Talos: A More Effective and Efficient Adversarial Defense for GNN Models Based on the Global Homophily of Graphs
- URL: http://arxiv.org/abs/2406.03833v2
- Date: Thu, 22 Aug 2024 10:53:09 GMT
- Title: Talos: A More Effective and Efficient Adversarial Defense for GNN Models Based on the Global Homophily of Graphs
- Authors: Duanyu Li, Huijun Wu, Min Xie, Xugang Wu, Zhenwei Wu, Wenzhe Zhang,
- Abstract summary: Graph neural network (GNN) models are susceptible to adversarial attacks.
We propose a new defense method named Talos, which enhances the global, rather than local, homophily of graphs as a defense.

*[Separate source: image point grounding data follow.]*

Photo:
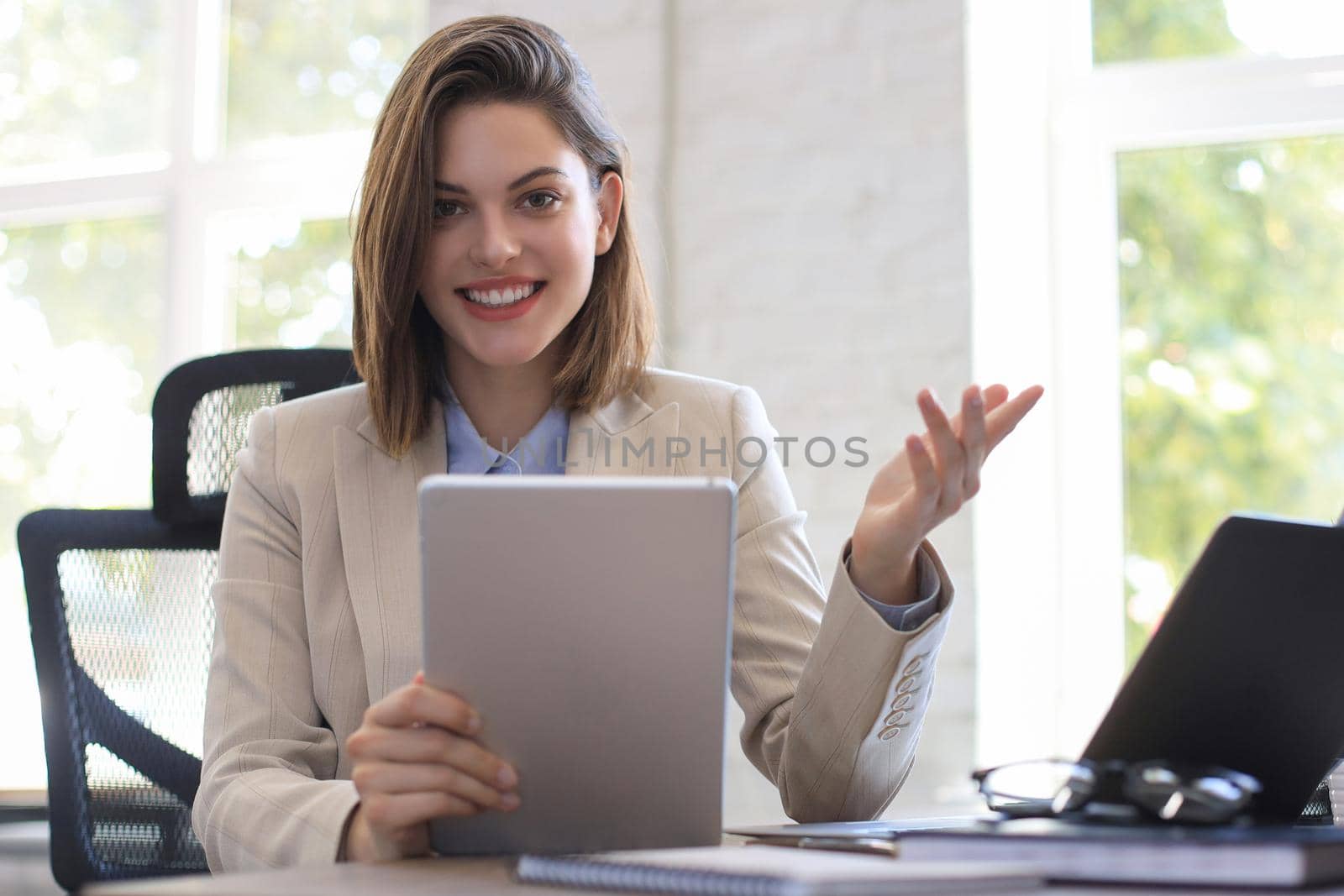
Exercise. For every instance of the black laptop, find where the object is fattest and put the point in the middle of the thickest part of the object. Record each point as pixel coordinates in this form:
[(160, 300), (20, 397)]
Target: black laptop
[(1247, 671)]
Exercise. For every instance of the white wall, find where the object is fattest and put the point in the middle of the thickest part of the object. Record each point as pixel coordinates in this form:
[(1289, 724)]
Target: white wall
[(801, 196)]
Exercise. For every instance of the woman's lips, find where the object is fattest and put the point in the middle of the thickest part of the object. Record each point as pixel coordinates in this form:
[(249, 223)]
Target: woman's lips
[(501, 313)]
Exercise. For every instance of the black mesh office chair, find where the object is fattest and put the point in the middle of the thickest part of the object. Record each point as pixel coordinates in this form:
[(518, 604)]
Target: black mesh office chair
[(123, 624)]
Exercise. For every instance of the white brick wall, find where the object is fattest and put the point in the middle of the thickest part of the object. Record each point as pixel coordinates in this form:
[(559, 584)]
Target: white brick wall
[(800, 176)]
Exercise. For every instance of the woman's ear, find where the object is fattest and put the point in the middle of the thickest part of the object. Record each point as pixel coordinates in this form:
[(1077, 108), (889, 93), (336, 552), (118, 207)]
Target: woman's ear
[(611, 194)]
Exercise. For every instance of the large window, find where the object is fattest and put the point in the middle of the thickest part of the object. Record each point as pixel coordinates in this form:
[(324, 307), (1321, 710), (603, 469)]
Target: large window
[(1158, 208), (175, 181)]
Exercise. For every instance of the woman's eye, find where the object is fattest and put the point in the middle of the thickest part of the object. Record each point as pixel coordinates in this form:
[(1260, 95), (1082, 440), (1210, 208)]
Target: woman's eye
[(538, 202), (445, 208)]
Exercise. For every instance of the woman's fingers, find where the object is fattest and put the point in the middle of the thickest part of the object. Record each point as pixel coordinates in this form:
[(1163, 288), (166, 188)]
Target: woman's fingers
[(430, 746), (1008, 416), (972, 438), (391, 812), (927, 488), (410, 778), (423, 703), (949, 456)]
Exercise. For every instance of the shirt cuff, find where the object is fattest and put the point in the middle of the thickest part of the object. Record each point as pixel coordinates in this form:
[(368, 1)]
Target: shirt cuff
[(907, 617)]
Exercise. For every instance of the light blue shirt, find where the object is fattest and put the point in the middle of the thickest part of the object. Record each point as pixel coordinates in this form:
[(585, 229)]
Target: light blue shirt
[(542, 452)]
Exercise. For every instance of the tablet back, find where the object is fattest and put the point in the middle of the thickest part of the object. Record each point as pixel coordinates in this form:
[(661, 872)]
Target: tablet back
[(588, 620), (1247, 668)]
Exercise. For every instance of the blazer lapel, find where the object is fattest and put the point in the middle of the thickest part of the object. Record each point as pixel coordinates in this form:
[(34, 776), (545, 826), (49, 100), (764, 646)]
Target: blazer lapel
[(380, 515), (627, 437), (380, 526)]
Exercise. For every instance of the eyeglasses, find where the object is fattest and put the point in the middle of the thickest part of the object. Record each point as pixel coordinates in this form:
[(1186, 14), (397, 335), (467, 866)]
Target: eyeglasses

- Score: 2.4866716181615467
- License: http://arxiv.org/licenses/nonexclusive-distrib/1.0/
- Abstract: Graph neural network (GNN) models play a pivotal role in numerous tasks involving graph-related data analysis. Despite their efficacy, similar to other deep learning models, GNNs are susceptible to adversarial attacks. Even minor perturbations in graph data can induce substantial alterations in model predictions. While existing research has explored various adversarial defense techniques for GNNs, the challenge of defending against adversarial attacks on real-world scale graph data remains largely unresolved. On one hand, methods reliant on graph purification and preprocessing tend to excessively emphasize local graph information, leading to sub-optimal defensive outcomes. On the other hand, approaches rooted in graph structure learning entail significant time overheads, rendering them impractical for large-scale graphs. In this paper, we propose a new defense method named Talos, which enhances the global, rather than local, homophily of graphs as a defense. Experiments show that the proposed approach notably outperforms state-of-the-art defense approaches, while imposing little computational overhead.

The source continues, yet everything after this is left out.